Model-based online learning and adaptive control for a “human-wearable soft robot” integrated system

Soft robots are considered intrinsically safe with regard to human–robot interaction. This has motivated the development and investigation of soft medical robots, such as soft robotic gloves for stroke rehabilitation. However, the output force of conventional purely soft actuators is usually limited. This restricts their application in stroke rehabilitation, which requires a large force and bidirectional movement. In addition, accurate control of soft actuators is difficult owing to the nonlinearity of purely soft actuators. In this study, a soft robotic glove is designed based on a soft-elastic composite actuator (SECA) that integrates an elastic torque compensating layer to increase the output force as well as achieving bidirectional movement. Such a hybrid design also significantly reduces the degree of nonlinearity compared with a purely soft actuator. A model-based online learning and adaptive control algorithm is proposed for the wearable soft robotic glove, taking its interaction environment into account, namely, the human hand/finger.

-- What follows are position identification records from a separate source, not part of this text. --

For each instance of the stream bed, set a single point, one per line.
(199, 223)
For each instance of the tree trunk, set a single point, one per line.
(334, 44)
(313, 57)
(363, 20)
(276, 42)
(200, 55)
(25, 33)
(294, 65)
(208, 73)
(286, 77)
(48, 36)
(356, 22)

The designed hybrid controller enables the soft robotic glove to adapt to different hand conditions for reference tracking. Experimental results show that satisfactory tracking performance can be achieved on both healthy subjects and stroke subjects (with the tracking root mean square error (RMSE) < 0.05 rad). Meanwhile, the controller can output an actuator–finger model for each individual subject (with the learning error RMSE < 0.06 rad), which provides information on the condition of the finger and, thus, has further potential clinical application.